Immer in Schwarz, Weiß und Rot

In bewährter Manier, aber in ihrem Ausdruck verstärkt: Im Kunstraum kann man nun neue Werke von Max G. Grand-Montagne sehen.

Offiziell hat Max G. Grand-Montagne seinen Kunstraum zwar an MoFontaine übergeben, doch von Anfang an stand fest: Seine neuesten Werke werden hier gezeigt. Und da er ein nimmermüder Künstler ist, einer, der in seiner Arbeit Freude und Erfüllung findet, zeigt er ab kommenden Samstag wieder einige seiner neuen Unikatgrafiken und Skulpturen.

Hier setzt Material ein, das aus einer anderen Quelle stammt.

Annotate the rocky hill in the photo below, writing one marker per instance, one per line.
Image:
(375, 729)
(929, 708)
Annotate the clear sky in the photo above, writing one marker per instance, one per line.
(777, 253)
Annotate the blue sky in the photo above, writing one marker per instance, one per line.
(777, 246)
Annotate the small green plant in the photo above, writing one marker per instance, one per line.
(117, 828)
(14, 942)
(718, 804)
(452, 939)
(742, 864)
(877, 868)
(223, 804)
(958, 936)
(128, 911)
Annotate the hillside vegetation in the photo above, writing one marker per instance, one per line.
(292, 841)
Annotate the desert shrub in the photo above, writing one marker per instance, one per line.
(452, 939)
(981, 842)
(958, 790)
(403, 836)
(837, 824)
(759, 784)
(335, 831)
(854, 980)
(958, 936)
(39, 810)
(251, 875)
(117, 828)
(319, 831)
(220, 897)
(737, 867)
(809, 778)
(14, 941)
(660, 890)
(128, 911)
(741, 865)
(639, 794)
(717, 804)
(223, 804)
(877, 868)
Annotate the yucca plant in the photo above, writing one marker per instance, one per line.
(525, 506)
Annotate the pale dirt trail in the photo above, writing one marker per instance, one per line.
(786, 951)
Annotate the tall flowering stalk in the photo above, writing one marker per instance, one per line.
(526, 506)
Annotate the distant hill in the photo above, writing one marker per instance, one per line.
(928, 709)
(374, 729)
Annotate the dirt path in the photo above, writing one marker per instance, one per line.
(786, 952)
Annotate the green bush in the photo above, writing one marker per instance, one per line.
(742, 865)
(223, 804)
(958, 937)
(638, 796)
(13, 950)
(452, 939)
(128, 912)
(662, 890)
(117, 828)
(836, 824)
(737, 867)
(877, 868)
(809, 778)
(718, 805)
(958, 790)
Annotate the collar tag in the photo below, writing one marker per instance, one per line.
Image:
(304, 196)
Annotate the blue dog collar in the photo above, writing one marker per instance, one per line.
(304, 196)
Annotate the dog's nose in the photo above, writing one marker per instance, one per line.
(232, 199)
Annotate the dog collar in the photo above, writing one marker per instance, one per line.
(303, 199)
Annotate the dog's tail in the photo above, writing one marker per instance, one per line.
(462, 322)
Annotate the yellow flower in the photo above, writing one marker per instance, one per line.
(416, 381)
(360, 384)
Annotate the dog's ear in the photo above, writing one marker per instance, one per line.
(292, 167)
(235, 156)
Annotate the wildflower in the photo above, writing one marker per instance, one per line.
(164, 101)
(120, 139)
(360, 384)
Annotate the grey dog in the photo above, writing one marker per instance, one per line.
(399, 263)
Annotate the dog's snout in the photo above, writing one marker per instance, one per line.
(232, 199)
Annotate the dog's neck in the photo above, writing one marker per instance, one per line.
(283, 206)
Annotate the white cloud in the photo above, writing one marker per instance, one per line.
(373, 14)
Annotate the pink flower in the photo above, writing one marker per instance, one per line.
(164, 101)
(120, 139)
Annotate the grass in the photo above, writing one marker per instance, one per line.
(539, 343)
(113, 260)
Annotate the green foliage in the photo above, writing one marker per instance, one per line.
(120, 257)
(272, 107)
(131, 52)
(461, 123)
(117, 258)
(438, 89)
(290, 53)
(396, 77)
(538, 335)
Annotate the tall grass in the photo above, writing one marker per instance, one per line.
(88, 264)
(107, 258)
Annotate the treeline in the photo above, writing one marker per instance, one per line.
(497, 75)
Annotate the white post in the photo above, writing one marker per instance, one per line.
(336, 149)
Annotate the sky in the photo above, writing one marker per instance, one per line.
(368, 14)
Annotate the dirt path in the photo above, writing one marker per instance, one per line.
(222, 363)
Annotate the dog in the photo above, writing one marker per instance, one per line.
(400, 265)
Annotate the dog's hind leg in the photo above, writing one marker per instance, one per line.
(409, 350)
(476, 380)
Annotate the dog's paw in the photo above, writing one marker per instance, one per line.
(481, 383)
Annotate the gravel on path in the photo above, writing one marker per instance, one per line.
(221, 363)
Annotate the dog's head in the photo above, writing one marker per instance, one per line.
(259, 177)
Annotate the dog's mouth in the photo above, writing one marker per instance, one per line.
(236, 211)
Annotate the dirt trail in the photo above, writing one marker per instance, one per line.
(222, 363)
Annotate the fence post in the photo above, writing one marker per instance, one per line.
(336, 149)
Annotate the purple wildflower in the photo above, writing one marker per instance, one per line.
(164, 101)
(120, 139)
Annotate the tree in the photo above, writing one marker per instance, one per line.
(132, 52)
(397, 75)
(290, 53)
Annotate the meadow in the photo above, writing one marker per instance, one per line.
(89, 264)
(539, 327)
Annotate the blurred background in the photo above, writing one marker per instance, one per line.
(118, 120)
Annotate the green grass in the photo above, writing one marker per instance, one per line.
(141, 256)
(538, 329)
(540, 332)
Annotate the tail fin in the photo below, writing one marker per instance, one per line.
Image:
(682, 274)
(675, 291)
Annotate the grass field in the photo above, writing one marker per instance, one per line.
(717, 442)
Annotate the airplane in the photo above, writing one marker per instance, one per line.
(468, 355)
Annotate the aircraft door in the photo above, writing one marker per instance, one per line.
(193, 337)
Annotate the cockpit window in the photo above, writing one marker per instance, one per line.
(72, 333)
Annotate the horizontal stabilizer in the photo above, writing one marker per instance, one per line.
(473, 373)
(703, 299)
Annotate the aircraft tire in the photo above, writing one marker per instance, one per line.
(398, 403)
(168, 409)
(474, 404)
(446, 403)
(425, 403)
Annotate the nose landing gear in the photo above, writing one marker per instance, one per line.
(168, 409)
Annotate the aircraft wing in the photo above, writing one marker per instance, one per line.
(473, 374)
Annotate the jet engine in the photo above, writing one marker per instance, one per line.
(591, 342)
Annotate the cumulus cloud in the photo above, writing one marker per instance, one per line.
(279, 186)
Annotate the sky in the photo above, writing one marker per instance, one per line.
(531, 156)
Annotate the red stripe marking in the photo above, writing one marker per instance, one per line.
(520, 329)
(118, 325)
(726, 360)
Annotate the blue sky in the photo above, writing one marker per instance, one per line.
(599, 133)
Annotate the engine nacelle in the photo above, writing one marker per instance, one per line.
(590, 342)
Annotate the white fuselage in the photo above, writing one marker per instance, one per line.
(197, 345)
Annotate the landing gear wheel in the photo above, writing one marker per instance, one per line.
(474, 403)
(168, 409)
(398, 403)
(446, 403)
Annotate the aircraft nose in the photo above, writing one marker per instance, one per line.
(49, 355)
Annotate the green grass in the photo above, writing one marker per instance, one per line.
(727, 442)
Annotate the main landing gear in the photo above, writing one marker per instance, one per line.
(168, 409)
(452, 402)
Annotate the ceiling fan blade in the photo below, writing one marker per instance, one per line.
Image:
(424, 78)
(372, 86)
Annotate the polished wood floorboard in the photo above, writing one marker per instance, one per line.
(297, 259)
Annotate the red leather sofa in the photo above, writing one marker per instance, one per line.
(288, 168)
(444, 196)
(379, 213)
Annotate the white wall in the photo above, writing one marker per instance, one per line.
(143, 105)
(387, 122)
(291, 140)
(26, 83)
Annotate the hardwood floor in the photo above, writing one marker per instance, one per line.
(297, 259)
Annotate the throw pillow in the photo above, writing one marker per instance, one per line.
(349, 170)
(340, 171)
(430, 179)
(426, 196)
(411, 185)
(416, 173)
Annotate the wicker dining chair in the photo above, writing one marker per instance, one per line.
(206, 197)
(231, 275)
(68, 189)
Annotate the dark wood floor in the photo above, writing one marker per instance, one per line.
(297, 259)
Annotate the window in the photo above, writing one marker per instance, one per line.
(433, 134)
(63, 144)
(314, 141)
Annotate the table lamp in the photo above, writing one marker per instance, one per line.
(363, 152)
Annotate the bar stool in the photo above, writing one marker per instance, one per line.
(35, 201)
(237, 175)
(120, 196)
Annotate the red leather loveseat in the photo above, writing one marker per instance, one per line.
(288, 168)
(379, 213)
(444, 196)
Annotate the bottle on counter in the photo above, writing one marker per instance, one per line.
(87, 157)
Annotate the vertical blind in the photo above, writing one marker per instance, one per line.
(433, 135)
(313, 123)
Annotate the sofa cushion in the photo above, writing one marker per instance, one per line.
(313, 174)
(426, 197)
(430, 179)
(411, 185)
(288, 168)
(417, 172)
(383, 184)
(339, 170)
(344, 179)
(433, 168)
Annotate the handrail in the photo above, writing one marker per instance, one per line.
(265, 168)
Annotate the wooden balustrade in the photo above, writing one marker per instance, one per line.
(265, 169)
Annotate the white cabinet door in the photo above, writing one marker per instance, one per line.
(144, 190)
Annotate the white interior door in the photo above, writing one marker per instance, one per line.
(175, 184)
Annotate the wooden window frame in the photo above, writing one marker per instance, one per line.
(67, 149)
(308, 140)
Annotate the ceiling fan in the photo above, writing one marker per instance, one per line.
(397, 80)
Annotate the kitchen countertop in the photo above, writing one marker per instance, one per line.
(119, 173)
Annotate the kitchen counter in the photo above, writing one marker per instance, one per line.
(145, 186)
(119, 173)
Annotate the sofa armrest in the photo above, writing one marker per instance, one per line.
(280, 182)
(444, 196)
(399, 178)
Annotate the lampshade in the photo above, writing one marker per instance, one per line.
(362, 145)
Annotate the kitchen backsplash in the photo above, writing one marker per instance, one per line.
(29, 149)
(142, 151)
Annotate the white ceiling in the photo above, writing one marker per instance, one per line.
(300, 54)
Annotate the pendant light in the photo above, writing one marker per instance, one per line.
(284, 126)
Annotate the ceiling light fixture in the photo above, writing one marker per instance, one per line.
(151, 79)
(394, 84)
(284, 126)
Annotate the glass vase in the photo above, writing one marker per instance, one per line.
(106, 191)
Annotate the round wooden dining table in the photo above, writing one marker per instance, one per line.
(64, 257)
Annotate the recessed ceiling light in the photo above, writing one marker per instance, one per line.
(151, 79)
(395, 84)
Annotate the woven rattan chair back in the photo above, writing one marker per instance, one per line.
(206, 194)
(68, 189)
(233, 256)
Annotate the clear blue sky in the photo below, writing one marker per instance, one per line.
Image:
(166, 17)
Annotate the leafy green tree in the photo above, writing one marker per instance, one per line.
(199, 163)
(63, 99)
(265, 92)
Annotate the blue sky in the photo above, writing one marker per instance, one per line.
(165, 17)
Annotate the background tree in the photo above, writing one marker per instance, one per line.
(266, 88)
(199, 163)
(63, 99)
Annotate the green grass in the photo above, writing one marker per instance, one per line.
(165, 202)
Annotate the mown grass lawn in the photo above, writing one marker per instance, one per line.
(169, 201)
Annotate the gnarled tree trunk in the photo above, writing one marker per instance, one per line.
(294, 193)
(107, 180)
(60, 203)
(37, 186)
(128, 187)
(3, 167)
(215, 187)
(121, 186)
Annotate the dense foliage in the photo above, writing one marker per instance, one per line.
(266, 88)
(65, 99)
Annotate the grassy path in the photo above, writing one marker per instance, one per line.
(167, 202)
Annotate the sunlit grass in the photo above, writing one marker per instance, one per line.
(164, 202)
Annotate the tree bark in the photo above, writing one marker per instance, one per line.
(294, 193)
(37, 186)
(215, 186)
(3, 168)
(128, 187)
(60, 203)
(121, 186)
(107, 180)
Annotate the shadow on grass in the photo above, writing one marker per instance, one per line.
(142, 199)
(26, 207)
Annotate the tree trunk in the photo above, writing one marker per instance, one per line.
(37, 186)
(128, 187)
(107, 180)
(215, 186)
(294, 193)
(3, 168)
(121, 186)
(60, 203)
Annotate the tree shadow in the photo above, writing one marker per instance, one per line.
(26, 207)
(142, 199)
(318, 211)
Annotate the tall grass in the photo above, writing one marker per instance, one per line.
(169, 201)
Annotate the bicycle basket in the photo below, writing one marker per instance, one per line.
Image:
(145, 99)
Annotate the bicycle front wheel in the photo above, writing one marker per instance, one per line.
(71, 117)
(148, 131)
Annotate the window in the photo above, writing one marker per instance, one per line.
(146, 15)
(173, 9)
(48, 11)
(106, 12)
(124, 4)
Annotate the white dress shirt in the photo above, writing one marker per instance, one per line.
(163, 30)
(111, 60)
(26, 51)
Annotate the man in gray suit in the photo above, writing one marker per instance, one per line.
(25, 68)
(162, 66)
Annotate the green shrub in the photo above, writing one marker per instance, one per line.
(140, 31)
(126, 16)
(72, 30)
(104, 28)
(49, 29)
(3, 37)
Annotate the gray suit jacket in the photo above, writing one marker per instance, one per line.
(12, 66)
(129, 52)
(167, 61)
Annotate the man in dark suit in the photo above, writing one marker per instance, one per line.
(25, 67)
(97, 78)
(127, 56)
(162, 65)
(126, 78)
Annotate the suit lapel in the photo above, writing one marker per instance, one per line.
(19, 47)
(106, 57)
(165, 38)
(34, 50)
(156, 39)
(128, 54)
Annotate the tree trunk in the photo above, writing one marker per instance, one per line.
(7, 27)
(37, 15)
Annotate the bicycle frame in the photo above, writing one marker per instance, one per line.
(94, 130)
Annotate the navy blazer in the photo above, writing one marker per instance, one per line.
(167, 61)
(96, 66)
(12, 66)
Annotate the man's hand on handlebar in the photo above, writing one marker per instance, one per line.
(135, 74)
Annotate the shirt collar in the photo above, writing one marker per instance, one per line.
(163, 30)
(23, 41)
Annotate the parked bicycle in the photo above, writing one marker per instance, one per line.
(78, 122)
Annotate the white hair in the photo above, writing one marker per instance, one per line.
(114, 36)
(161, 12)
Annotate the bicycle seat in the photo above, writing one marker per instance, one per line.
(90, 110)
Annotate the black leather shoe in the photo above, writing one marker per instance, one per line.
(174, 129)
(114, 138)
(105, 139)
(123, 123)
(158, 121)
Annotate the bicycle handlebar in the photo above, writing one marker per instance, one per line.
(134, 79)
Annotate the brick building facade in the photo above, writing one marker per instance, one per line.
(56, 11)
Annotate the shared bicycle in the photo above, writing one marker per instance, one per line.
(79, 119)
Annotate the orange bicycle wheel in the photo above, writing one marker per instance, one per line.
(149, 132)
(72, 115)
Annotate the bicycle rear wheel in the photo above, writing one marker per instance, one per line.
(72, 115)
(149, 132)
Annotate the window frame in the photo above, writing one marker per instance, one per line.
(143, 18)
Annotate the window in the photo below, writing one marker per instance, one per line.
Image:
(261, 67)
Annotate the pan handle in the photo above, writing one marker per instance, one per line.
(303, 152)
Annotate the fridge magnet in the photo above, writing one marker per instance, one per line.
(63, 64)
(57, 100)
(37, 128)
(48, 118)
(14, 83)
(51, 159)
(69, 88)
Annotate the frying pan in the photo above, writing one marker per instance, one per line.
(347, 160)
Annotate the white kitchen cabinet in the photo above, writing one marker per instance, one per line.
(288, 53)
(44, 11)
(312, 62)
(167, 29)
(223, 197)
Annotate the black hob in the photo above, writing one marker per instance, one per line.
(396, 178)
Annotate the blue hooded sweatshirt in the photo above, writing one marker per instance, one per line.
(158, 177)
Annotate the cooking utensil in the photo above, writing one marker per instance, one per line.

Die Ausstellung trägt den französischen Titel "capricorne", was "Steinbock" heißt, und sie beweist mal wieder, welchen Variantenreichtum reduzierte Gestaltungsmittel haben können. Denn der St. Ingberter bleibt nicht nur seiner heimatlichen Bühne treu, sondern auch seiner konkret-minimalistischen Kunst mit dem bekannten Form- und Farbvokabular. "Ich suche die Einfachheit", sagt er und fügt hinzu: "Mein Ziel ist die Schönheit in einfachster Form." So sind Schwarz, Weiß und Rot noch immer die Farben seiner Wahl. Auch das Quadrat taucht in unterschiedlichen Größen in jedem der Blätter auf und die Linie als Kompositionselement ist ebenfalls geblieben. Doch wie hat sich ihr Ausdrucksgehalt geändert? Sie ist breiter, kräftiger und energischer geworden. Nach wie vor schwingt sie frei übers Papier, deutet aber weitaus kraftvollere Formen an, die sich meist auch formatfüllender ausbreiten. Die Grenzen des Gegenständlichen werden bisweilen zwar tangiert, doch nie überschritten - es bleibt bei freien Interpretationsmöglichkeiten. Und diese sind vielfältig, denn sie weisen zurück auf den Entstehungsprozess, bei dem Grand-Montagne stets auch dem Zufall etwas Platz einräumt. "Ich bewege mich zwischen dem Konstruktiven und dem Zufälligen", erklärt er und erzählt stolz, dass einige seiner Werke gerade auf der Leipziger Buchmesse zu sehen waren. Und zwar nicht über die Galerie Sybille Nütt, die ihn in Dresden vertritt, sondern über Maren Marzilgers Online-Galerie "Nummeriert und Signiert".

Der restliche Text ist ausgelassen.